Figure 1. Zero-shot image segmentation aims to transfer the knowledge learned from seen classes to unseen ones (i.e., never shown up in training) with the help of semantic knowledge 


Different from image classification, segmentation requires pixel-wise classification and is more challenging in terms of class representation learning. Substantial efforts have been devoted to zero-shot semantic segmentation [4, 62] and can be categorized into projection-based methods [20, 62, 66] and generative model-based methods [4, 27, 40]. The generative model-based methods are usually superior to the projection-based methods because they produce synthetic training features for the unseen group, which contribute to alleviating the crucial bias issue [53] of tending to classify objects into seen classes. Owing to the above merits, we follow the paradigm of generative model-based methods to address zero-shot segmentation tasks. 


However, the current generative model-based methods are usually in the form of per-pixel-level generation, which is not robust enough in the more complicated scenarios. Recently, several works propose to decouple the segmentation into class-agnostic mask prediction and object-level classification [8, 11, 31, 61]. We follow this strategy and degenerate the pixel-level generation to a more robust object-level generation. What’s more, previous generative works [4, 27, 40] usually learn a direct mapping from semantic embedding to visual features. Such a generator does not consider the visual-semantic gap of feature granularity that images contain much richer information than languages. The direct mapping from coarse to finegrained information results in low-quality synthetic features. To address this issue, we propose to utilize abundant primitives with very fine-grained semantic attributes to compose visual representations. Different assemblies of these primitives construct different class representations, where the assembly is decided by the relevance between primitives and semantic embeddings. Primitives greatly enhance the expressive diversity and effectiveness of the generator, especially in terms of rich fine-grained attributes, making the synthetic features for different classes more reliable and discriminative. 

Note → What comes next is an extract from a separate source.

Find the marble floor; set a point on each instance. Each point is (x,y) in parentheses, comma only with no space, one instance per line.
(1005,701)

However, there are only real image features of seen classes to supervise the generator, leaving unseen classes unsupervised. To provide more constraints for the feature generation of unseen classes, we propose to transfer the inter-class relationships in semantic space to visual space. The category relationships obtained by semantic embeddings are employed to constrain the inter-class relationships of visual features. With such constraint, the visual features, especially the synthesized features for unseen classes, are promoted to have a homogeneous inter-class structure as in semantic space. Nevertheless, there is a discrepancy between the visual space and the semantic space [10, 57], so as to their inter-class relationships. Visual features contain richer information and cannot be fully aligned with semantic embeddings. Directly aligning two disjoint relationships inevitably compromises the discriminative of visual features. To address this issue, we propose to disentangle visual features into semantic-related and semanticunrelated features, where the former is better aligned with the semantic embedding while the latter is noisy to semantic space. We only use semantic-related features for relationship alignment. The proposed relationship alignment and feature disentanglement are mutually beneficial. Feature disentanglement builds semantic-related visual space to facilitate relationship alignment and excludes semanticunrelated features that are noisy for alignment. Relationship alignment in turn contributes to disentangling semanticrelated features by providing semantic clues.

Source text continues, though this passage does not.